The problem with instituting PLR in the US is that it would benefit bestselling authors while causing libraries not to carry less popular authors (because the PLR payments would come from the same funds used to buy books). This is not the result anyone wants - and as my library alone purchased over 300 hardbacks of the new Tom Clancy, I don't think that many people feel that he's hurting so badly from library lending that we should pay him more and not buy, say, 20 books from lesser known authors.

In all but a few countries with PLR, the payment doesn't go to *any* author whose book is borrowed, but only to those authors with the correct nationality or who write the appropriate language. PLR payments in Canada only go to Canadian authors; PLR payments in Australia only to Australians. (This is understandable politically, of course, as these countries would otherwise send most of their PLR payments to Tom Clancy and other US bestselling authors.)
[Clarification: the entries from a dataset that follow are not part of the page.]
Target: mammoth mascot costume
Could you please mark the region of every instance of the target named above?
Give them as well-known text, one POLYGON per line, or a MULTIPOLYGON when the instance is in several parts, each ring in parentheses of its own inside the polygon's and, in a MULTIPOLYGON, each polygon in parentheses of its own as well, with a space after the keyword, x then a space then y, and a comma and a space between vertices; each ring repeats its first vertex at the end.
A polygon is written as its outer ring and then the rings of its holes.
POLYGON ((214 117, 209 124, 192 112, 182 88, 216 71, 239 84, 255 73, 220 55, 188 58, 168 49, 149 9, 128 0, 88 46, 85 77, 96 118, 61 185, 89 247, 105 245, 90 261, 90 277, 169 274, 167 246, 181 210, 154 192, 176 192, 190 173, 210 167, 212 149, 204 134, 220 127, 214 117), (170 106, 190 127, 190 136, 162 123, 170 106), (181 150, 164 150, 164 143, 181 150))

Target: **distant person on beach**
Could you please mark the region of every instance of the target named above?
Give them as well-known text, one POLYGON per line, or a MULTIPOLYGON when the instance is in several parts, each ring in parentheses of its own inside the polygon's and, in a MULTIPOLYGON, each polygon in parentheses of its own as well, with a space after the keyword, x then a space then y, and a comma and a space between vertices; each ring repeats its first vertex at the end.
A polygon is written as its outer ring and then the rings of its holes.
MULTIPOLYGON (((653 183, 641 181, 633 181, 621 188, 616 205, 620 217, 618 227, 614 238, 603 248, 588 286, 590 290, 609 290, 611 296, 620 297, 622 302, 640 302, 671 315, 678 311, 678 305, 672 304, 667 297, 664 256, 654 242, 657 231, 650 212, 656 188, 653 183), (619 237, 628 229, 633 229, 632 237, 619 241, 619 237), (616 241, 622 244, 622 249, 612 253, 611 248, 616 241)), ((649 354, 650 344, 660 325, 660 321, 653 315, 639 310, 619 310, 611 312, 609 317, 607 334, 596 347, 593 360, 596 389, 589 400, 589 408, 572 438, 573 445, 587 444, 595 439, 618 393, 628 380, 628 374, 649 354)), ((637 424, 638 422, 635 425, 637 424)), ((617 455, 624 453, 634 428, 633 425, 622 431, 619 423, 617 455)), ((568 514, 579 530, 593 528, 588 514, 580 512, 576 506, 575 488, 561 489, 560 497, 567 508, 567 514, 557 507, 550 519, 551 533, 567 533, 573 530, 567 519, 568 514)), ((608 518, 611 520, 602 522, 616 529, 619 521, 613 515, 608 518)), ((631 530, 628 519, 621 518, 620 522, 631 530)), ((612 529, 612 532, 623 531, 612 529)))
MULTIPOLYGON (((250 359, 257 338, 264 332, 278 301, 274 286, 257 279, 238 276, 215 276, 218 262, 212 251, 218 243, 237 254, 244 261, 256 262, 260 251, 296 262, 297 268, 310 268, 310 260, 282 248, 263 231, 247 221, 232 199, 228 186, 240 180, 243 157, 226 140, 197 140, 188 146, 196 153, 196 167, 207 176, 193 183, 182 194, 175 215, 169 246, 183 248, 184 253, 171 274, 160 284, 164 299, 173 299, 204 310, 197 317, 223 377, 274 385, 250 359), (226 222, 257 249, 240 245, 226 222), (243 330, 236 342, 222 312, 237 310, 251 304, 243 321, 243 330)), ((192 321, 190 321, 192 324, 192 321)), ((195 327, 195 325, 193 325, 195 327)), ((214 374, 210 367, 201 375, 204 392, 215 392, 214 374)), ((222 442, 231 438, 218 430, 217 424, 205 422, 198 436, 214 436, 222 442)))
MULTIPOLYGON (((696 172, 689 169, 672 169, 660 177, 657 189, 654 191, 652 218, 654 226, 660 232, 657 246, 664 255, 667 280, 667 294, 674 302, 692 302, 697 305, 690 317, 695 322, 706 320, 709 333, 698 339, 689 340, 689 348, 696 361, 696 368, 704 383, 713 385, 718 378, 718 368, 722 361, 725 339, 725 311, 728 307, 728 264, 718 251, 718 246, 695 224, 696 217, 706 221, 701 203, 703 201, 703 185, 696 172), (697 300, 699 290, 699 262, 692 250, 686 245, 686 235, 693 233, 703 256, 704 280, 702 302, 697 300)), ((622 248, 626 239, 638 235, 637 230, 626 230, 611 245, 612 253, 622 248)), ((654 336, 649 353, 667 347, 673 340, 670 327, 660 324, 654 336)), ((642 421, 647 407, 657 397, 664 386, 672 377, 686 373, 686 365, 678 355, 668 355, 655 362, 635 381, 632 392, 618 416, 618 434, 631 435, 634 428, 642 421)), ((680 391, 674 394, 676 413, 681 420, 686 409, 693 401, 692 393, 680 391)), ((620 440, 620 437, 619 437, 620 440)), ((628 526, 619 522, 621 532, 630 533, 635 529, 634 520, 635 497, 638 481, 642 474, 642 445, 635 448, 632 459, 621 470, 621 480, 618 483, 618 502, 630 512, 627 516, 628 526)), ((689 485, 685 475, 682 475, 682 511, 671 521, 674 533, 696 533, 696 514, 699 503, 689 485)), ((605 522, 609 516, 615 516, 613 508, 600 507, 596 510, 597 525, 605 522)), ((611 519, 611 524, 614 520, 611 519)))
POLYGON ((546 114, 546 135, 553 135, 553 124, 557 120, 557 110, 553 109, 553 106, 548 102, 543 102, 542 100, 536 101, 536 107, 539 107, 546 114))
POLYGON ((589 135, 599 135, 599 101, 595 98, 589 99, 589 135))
PLR payments in Scandanavia only go to authors who write in the relevant national language...although an American who writes in Danish, for example, would be eligible. UK PLR payments used to be limited only to UK authors, but have been expanded somewhat to EU authors in countries that pay UK authors a PLR in that country.

So in the vast majority of cases, PLR is really an additional form of state support for the national literature.

But not everywhere - Germany is one of the few PLR countries that actually pays *all* authors a PLR payment.